Soudan

Les réfugiés du Darfour sont une cause de tension au Tchad

Image de l'UNICEF
© UNICEF Chad/2005
Dans le camp d’Oure Casseoni, au Tchad oriental, au cours d’une tempête de sable, des parents et des enseignants s’efforcent de monter une tente école de l’UNICEF.

NEW YORK, 1er février 2005 – La tension monte au Tchad oriental car les réfugiés fuyant les troubles de la région soudanaise du Darfour passent la frontière pour échapper à l’insécurité. On estime que 203 000 personnes vivent à présent au Tchad dans 11 camps surpeuplés et que ce nombre pourrait augmenter puisque la crise du Darfour se prolonge.

Cet afflux de population met les ressources limitées du Tchad à rude épreuve et de nombreux villageois vivant dans le voisinage des camps disent souffrir d’une pénurie de nourriture et d’eau. Par ailleurs, on signale des affrontements ethniques et la présence de groupes rebelles venus du Soudan.

Image de l'UNICEF
© UNICEF Chad/2005
Des enfants se rassemblent dans une cour de récréation de fortune au Camp de réfugiés de Farchana, au Tchad oriental

On espère que le récent accord de paix, mettant fin à une guerre civile de 21 ans dans le sud du Soudan, va également ouvrir la voie d’un règlement du conflit au Darfour, qui a forcé 1,5 million de personnes à s’enfuir de leurs foyers. Environ 70 000 personnes ont été tuées dans la région en deux ans de combat.

L’UNICEF reste extrêmement préoccupé par la vulnérabilité des enfants à la violence et à l’exploitation au Soudan et au Tchad. L’organisation est en train de mettre en œuvre des mesures de protection et elle aide à la formation sur le terrain afin de fournir un appui et un soutien psychologique.

Image de l'UNICEF
© UNICEF Chad/2005
Une petite Soudanaise va chercher de l’eau avec un âne, dans le camp de réfugiés d’Iridimi, au Tchad oriental.

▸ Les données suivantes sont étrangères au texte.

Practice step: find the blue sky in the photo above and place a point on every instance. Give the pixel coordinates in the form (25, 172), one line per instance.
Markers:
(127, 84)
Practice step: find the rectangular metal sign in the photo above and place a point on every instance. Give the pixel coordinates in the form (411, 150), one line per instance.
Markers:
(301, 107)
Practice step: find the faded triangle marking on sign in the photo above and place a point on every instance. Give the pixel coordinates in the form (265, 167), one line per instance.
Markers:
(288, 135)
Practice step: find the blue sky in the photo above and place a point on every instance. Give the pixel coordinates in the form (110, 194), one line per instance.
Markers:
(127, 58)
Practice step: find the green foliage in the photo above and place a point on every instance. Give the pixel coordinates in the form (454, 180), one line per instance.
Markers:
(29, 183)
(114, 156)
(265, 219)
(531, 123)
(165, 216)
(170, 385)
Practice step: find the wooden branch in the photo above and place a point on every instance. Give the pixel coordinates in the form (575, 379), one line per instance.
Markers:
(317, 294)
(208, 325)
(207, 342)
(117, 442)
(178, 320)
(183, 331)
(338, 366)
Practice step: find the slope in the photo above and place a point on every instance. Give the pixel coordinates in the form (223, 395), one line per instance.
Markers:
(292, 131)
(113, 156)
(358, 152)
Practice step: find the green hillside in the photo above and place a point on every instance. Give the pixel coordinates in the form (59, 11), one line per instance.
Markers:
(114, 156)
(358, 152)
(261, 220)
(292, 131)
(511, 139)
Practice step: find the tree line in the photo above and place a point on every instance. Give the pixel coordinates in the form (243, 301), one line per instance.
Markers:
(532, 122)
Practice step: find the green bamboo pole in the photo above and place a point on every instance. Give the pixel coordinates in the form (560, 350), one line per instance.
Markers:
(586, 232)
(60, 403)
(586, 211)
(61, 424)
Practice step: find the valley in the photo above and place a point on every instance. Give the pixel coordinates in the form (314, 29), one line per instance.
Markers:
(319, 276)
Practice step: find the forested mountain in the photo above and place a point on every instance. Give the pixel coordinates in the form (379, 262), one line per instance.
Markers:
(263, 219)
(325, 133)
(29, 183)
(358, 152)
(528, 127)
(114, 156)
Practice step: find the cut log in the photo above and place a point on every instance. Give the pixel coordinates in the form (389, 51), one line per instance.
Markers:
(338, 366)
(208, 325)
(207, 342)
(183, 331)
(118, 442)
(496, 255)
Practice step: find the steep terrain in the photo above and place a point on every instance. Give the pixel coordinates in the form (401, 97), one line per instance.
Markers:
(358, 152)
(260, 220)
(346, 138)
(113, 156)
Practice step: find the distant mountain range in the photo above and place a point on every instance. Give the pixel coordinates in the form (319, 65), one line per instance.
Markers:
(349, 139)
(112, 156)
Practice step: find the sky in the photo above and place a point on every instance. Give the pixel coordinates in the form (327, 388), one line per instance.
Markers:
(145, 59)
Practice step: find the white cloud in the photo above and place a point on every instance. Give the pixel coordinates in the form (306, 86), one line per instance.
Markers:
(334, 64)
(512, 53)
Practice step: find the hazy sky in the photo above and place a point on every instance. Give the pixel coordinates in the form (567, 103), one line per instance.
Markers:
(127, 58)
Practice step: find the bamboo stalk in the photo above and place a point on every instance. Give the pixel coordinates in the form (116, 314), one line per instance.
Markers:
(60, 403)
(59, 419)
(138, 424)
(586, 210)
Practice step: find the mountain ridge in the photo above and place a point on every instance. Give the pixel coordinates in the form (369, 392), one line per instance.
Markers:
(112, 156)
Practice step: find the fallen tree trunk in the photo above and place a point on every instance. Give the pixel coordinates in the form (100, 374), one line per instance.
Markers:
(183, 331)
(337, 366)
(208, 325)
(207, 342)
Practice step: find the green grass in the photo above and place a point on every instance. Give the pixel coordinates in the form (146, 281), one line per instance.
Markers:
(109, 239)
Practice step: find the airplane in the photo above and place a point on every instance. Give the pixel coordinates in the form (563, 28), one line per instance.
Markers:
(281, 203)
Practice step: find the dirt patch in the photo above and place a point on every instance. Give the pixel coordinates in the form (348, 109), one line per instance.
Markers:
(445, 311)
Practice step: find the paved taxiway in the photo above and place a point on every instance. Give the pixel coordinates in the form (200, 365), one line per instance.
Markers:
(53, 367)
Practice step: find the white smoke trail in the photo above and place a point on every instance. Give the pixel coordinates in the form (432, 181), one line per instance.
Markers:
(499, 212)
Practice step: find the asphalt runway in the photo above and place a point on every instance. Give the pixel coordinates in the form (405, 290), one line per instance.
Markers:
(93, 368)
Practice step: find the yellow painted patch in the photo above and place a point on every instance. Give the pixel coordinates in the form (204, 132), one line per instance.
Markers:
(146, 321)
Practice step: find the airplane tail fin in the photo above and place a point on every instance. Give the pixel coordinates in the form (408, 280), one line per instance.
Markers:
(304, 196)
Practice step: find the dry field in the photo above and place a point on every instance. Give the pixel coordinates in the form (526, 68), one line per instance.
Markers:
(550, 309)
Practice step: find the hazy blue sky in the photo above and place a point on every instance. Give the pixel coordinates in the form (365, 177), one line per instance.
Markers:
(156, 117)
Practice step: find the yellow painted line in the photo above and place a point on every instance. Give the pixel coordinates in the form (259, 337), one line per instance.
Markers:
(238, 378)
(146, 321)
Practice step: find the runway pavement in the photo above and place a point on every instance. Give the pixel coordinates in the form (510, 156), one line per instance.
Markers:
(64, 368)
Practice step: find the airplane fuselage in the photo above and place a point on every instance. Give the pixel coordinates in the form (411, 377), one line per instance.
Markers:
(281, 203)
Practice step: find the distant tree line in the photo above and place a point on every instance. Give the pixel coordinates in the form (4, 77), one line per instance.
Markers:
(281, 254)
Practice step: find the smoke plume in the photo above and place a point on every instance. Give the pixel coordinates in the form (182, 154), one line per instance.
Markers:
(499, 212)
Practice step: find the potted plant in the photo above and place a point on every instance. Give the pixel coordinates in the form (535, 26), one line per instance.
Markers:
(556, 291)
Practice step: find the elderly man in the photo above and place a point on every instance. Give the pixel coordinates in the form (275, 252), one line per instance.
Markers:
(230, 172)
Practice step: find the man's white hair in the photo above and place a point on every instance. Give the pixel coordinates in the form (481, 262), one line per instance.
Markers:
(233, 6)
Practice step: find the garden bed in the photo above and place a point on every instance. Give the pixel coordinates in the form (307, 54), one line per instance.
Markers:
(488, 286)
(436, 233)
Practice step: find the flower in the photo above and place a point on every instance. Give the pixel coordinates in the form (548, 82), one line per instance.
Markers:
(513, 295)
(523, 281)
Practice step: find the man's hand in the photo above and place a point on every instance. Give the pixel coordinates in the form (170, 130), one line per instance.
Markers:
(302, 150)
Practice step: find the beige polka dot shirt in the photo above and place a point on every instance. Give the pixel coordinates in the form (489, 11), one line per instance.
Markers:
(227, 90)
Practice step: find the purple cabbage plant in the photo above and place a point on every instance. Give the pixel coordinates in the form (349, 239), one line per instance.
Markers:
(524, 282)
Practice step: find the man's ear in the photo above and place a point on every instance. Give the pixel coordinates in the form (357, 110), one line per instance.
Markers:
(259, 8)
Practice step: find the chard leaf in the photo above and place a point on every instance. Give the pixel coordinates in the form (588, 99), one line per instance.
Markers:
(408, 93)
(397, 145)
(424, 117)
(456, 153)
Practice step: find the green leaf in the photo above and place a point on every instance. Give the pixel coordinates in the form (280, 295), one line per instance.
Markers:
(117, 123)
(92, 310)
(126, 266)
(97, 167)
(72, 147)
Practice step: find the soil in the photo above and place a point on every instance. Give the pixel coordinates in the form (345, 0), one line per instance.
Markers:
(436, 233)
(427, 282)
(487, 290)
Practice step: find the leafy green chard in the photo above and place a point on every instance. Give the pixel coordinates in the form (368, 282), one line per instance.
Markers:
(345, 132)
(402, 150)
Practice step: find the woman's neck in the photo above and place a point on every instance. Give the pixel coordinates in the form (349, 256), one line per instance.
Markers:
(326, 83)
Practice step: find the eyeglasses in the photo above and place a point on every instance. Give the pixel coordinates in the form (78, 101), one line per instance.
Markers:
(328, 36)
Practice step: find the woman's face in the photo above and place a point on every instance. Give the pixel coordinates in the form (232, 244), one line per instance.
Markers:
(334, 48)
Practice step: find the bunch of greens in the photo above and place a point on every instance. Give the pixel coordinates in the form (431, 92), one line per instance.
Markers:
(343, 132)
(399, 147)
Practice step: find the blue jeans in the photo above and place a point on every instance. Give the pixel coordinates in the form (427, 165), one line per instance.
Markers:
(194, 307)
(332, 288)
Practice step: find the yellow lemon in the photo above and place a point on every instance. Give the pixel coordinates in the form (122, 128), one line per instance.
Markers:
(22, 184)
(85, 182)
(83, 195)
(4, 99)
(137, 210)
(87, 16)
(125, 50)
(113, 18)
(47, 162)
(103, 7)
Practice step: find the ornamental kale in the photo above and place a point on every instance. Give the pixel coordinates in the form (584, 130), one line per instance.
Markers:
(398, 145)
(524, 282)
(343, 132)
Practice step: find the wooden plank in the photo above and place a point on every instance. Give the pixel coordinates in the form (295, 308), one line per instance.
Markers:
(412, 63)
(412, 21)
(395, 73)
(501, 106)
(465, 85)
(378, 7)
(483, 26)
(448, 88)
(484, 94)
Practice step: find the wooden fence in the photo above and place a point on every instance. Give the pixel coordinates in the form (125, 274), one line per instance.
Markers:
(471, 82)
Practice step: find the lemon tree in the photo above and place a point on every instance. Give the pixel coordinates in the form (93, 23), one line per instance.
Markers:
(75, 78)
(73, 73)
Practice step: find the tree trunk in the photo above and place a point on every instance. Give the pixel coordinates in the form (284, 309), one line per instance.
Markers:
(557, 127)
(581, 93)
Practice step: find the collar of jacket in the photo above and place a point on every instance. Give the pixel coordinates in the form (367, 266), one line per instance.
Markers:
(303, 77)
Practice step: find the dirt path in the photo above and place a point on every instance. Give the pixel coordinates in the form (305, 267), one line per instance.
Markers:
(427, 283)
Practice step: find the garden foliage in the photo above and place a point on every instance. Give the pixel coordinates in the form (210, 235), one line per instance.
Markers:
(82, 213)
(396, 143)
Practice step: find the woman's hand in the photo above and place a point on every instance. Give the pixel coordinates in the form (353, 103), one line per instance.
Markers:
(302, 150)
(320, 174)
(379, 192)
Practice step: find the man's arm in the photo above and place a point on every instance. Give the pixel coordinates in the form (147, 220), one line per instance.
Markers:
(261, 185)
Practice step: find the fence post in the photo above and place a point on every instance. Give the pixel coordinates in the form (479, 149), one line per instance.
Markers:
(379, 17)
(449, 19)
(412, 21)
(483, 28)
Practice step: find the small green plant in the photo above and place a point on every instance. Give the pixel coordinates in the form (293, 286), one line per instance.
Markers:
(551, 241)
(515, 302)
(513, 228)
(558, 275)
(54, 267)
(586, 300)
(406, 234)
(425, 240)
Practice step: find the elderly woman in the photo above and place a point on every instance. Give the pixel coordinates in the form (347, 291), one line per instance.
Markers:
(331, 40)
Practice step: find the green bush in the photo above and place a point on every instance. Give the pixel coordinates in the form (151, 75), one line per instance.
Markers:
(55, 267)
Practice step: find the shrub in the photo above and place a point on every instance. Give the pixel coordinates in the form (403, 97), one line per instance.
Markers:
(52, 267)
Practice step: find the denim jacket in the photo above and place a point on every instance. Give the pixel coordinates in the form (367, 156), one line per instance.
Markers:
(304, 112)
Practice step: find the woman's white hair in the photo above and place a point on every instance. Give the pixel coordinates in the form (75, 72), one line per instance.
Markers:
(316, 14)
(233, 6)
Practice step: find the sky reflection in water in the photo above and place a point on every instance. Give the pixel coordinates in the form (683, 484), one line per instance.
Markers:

On met en place des écoles et des locaux éducatifs dans les camps du Tchad, où 44 000 enfants en âge d’aller à l’école primaire sont en cours de scolarisation. Les écoles peuvent apporter une protection physique, des habitudes et le sens de la normalité aux enfants pris dans un conflit.

« La moitié des enfants scolarisés entrent en première année. Ceci montre que les camps de réfugiés constituent pour beaucoup d’enfants leur première chance d’apprendre à lire et à écrire » déclare Julianna Lindsey, responsable à l’UNICEF de Programme de situation d’urgence.

Image de l'UNICEF
© UNICEF Chad/2005
Loin de chez elle, une fillette soudanaise vit maintenant dans le camp de réfugiés d’Iridimi, au Tchad oriental.

« Toutefois, les enfants réfugiés ne sont pas les seuls à avoir besoin d’éducation. Un bon nombre d’écoles de la région ont été fermées au fil des années dans cette partie du Tchad incroyablement pauvre. L’UNICEF désire aider tous les enfants à s’instruire, qu’ils soient réfugiés ou qu’ils appartiennent à une communauté locale. »

Les écoles peuvent en outre constituer une source d’eau salubre et d’assainissement – ce qui est particulièrement important puisque le Tchad oriental en manque de façon chronique. L’UNICEF intègre dans toutes les nouvelles écoles des latrines et des installations pour se laver les mains, afin de favoriser une bonne hygiène et d’arrêter la propagation des maladies. Il y a déjà eu des centaines de cas d’hépatite E et plusieurs morts causées par une eau insalubre à l’intérieur et autour des camps.

Au cours de ces dernières semaines, des cas de méningite ont également été confirmés. L’UNICEF apporte son soutien à un programme de vaccination en formant des travailleurs sanitaires et en assurant la chaîne du froid, cruciale pour le stockage et le transport des vaccins. Environ 178 000 doses sont parvenues fin janvier et on est en train de les administrer dans les camps.